El nacimiento de María Luz se produjo mientras un grupo de familiares de tripulantes del San Juan viajaba hacia la ciudad de Buenos Aires para participar en la presentación del ministro de Defensa, Oscar Aguad, ante la comisión especial bicameral del Congreso.

En ese grupo estaban Miguel y César Toconás, hermanos de Mario, que tras conocer la noticia se sumaron por la tarde a la reunión en el salón Illia del Senado.

"Gracias Dios por traerla sanita, por cuidar de mi cuñada y que estén bien las dos, decirte que tu papi estuvo en tu llegada, está con vos, él te esperaba, te imaginaba, te soñaba", escribió por su parte en Facebook Rosana, hermana de Toconás.
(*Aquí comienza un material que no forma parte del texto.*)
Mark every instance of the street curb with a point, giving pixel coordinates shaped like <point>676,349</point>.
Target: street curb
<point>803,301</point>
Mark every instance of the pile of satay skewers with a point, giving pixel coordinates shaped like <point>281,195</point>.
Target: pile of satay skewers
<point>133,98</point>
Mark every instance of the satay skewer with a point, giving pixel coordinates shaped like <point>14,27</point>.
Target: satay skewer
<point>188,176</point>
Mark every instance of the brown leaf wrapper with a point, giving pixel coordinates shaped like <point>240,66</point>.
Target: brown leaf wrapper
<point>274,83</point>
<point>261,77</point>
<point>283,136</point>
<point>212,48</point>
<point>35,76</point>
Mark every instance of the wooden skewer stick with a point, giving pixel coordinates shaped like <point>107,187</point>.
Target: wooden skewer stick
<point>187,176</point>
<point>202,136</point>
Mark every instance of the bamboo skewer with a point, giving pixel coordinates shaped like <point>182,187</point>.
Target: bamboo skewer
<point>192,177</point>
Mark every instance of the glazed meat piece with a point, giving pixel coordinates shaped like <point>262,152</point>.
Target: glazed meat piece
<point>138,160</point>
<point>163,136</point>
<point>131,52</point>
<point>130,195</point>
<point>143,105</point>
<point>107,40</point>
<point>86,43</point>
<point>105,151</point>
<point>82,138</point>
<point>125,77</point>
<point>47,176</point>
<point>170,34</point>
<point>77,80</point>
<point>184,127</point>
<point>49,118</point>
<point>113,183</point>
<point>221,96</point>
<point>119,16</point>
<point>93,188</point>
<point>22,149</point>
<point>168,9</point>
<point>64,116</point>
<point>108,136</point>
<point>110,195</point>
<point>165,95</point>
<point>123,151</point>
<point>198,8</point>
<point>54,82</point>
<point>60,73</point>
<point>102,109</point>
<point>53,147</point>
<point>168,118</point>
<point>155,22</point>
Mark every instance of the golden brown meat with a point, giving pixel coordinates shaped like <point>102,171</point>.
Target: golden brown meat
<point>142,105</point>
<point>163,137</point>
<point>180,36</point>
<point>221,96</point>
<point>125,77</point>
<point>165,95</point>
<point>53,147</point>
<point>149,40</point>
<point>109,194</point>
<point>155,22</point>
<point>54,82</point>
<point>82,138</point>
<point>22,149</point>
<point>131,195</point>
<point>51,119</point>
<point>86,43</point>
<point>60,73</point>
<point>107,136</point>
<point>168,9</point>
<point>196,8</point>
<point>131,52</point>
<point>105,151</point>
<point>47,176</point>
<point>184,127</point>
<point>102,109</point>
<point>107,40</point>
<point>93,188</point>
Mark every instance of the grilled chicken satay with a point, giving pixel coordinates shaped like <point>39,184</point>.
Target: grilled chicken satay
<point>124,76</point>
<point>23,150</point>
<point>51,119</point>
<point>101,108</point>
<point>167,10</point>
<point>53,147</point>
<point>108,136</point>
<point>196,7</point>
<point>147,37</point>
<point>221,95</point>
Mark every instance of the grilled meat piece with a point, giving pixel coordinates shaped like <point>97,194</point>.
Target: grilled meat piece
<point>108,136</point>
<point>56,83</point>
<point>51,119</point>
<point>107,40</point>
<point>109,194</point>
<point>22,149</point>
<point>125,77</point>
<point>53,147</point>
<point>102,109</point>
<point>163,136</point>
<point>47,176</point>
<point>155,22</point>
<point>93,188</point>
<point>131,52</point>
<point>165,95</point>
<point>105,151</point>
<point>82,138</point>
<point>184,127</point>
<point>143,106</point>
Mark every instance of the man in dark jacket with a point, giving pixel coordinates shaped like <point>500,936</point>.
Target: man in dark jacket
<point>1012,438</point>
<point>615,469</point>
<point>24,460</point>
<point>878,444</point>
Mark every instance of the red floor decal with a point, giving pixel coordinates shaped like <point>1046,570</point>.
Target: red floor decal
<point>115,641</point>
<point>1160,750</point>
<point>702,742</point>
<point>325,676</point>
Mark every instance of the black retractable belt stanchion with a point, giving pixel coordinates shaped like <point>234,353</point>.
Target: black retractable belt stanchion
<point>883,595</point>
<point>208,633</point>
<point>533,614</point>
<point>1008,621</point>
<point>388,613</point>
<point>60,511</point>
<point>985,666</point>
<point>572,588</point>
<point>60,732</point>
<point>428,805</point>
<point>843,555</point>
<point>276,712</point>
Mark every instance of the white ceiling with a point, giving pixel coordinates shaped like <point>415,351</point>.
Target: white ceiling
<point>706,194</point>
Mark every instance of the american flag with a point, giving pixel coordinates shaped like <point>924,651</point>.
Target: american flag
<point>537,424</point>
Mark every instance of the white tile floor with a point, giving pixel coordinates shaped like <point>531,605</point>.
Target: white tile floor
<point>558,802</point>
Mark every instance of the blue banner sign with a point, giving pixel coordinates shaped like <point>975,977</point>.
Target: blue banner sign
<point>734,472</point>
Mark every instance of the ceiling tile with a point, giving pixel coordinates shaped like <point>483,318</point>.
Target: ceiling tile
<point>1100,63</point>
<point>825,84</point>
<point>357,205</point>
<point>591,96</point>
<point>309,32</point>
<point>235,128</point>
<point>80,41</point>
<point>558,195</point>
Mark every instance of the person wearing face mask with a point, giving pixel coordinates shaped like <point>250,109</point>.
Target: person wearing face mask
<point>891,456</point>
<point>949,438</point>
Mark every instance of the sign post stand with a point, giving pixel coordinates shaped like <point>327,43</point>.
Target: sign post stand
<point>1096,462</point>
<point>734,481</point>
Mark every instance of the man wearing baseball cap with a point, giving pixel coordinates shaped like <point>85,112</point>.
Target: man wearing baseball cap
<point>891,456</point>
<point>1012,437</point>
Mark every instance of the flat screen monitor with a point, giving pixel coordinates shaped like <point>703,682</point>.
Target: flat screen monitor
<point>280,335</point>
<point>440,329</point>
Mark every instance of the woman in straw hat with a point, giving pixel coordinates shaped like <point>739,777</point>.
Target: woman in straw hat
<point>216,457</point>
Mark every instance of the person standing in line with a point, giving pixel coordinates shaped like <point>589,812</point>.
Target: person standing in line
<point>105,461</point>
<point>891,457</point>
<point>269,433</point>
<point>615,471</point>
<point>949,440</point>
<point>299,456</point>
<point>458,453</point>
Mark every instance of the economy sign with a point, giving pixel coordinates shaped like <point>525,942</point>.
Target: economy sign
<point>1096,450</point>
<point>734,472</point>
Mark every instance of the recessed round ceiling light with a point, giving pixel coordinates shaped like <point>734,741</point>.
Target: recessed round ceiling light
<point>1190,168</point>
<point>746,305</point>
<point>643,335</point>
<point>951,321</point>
Los familiares del submarinista, oriundos de Río Negro, viajaron frecuentemente a Mar del Plata en los últimos meses y su padre, Irineo, partió desde Viedma hacia la ciudad balnearia tras enterarse del nacimiento de su nieta.

"Estamos felices por ser tías", dijo a esta agencia Marcela Moyano, esposa de Hernán Rodríguez, otros de los marinos que viajaban en el San Juan.

Gómez, que promediaba el cuarto mes de embarazo cuando desapareció el submarino, esperaba en aquellos días el regreso de su marido para comunicarle los resultados de una reciente ecografía que revelaba que el segundo hijo de la pareja sería una mujer.

 

"Le dije que iba a subir el resultado al grupo que tenemos con la familia, y me pidió que lo esperara porque quería saberlo primero cuando volviera, así lo anunciábamos juntos", recordó Gómez cuando se cumplían tres meses de la búsqueda y faltaban aún ocho semanas para el parto.

La mujer contó entonces que los nombres de la nena fueron elegidos entre ella y su hijo: "él le puso María, y yo, Luz. Eligió María porque le gustaba, y porque es parecido al nombre de su papá".

Los últimos contactos entre ella y su esposo, con quien vivía desde hacía 11 años en Mar del Plata, fueron por WhatsApp y por mensaje de texto cuando el buque partía desde Ushuaia a Mar del Plata.

"Antes de salir a navegar -recordó entonces- hablábamos de si creía que sería un varón o una nena. Yo le decía que iba a ser un varón, porque todas mis hermanas tienen varones".

El hospital en el que nació la beba es el mismo al que tuvo que ser trasladada su madre, el 23 de noviembre, cuando se descompensó luego de que la Armada les comunicó a los familiares que se había reportado una explosión en el submarino.

Desde entonces, Gómez fue una de las familiares que mayor presencia ha tenido en la Base Naval marplatense, a la espera de novedades sobre la búsqueda del ARA San Juan.